Ones to Watch
Five standout artists to keep your eye on
Janis Sanders
Life is emotion. We manifest that emotion through our creation of physical tangible things, monolithic and small, animate and not. Everything we do is based on a love of something. My pleasure is oil paint, expressing light on surfaces. My passion for exploring daylight on an old structure is a lifelong adventure. In upstate New York, upon graduating from college, I would roam the farmlands and cornfields, vast spaces, photographing textures: light shining through a raindrop on grass; intertwined natural abstractions in a field; old gray weathered barns that have served us well, illuminated in late-day warm glowing sun; glancing rays of light; angles, lines, and shapes, manmade and not. Today that immersion is seen in my application of paint, both thick and thin, to describe my experience of the fleeting moments of daylight, of our lives at the oceanside, beachfront, and field: a spiritual ride. There is always a fascination with the buildings themselves: the inhabitants, the activities, the lives, the pragmatic as well as the visceral. And of course the play of light across the surfaces, like a spotlight on a grand stage. This particular painting is a scene in one of my favorite places, Bailey Island.
Jenny Prinn
My work is identified by its unusual compositions, bold strokes, and strong color juxtapositions. I love that through color, texture, and line I am able to translate life’s often overlooked regular moments into a visual experience. I am interested in documenting the small, transient moments and sensations that strike deep within our core for just a moment and then are gone. I find that color, in particular, is the vehicle by which I can relay the essence and energy of these “regular” moments onto the blank canvas. By quickly journaling shapes, compositions, and color juxtapositions that capture how a moment feels, sounds, and sometimes tastes, I can later refer to these visual notes to translate the energy of that moment onto the canvas. Often, I rely on memory or nostalgia to enhance my visual notes, which then adds a playful rhythm to my compositions. This painting is an abstracted imaginary landscape compiled from memories. It is Maine, as seen by me as a child looking through the car window in the 1970s and early 1980s, when I would travel with my father, who was an antiques dealer, or “picker.” I spent many summer days working with my dad, visiting all parts of the state— including its ocean, mountains, and towns.
David Graeme Baker
In constructing paintings I want to evoke archetypes within the context of coming of age (child/adult), insider versus outsider, and motherhood (mother/ protector/lover), then I can overlay enigmatic narratives that explore these tensions. My imagery is rooted in literature, music, folk tales, and historical painting, as well as popular culture.
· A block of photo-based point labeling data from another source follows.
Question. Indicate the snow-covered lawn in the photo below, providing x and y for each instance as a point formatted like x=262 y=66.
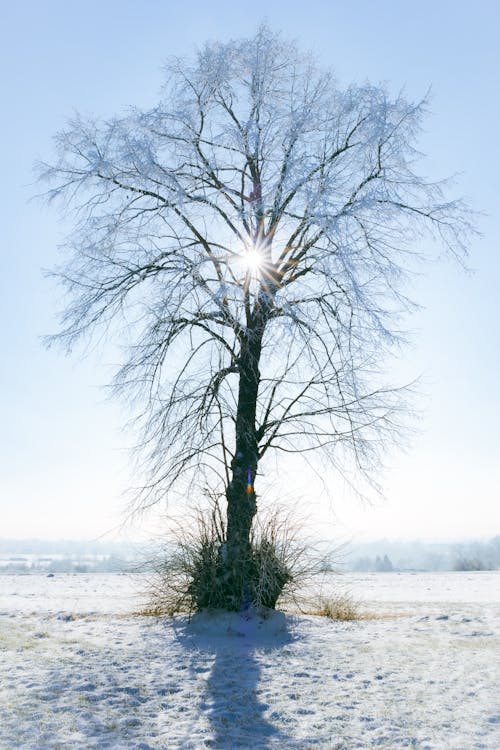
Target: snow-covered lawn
x=79 y=670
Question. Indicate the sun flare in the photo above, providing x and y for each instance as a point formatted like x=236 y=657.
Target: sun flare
x=253 y=259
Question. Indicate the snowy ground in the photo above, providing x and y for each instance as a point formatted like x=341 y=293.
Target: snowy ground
x=79 y=670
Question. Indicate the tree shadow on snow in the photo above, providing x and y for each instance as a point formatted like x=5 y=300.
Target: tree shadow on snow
x=234 y=701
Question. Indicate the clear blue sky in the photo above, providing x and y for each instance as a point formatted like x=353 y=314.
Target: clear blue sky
x=63 y=462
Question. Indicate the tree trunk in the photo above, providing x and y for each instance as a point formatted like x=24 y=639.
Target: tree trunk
x=240 y=493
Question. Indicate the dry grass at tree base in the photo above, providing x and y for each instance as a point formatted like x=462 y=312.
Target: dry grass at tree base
x=186 y=577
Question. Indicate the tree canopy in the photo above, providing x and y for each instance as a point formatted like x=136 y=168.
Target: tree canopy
x=252 y=232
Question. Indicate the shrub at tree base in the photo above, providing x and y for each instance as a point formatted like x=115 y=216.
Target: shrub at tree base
x=193 y=575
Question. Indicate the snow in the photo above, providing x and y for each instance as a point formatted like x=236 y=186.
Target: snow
x=80 y=669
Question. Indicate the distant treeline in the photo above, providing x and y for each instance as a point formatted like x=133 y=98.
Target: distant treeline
x=385 y=556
Draftsmanship and the craft of indirect painting are central to my approach; I have also sought to look inward in order to more profoundly explore my own motivations for painting. In my newest body of work, I return to family, friends, and neighbors as models to examine themes of solitude and coming of age in downeast Maine. Several of my recent paintings are set in the historic one-room schoolhouse owned by my neighbor in Hancock, Patience Moll.
Jeffery C. Becton
Since 1990 I have worked in a medium that I call digital montage—a seamless union of diverse visual elements in a composition that originates with a digital file. Combining elements of photography as well as painting, drawing, and scanned materials, the techniques I use foster and give form to visual ambiguities, reexamining the boundaries of mixed media and creating altered realities that merge into images rich in symbolism both personal and archetypal.
Elizabeth B. Hoy
Calling attention to variations in perception, I create works through an intersection of painting and installation. My method is like playing a visual game of telephone with myself, where the viewer is the last ear. Whether I am working in my studio in Brooklyn or en plein air in Maine or France, I quickly paint the landscape around me. Drawing and painting are the first step in a means of exploration of and engagement with a place. By returning to the same locations, I try to capture subtle shifts in the environment. Employing formal decisions and shifts in scale, I address the ways that human experience is inscribed upon a landscape and how, outside of this specific process in my studio, we gain and lose information using any form of communication.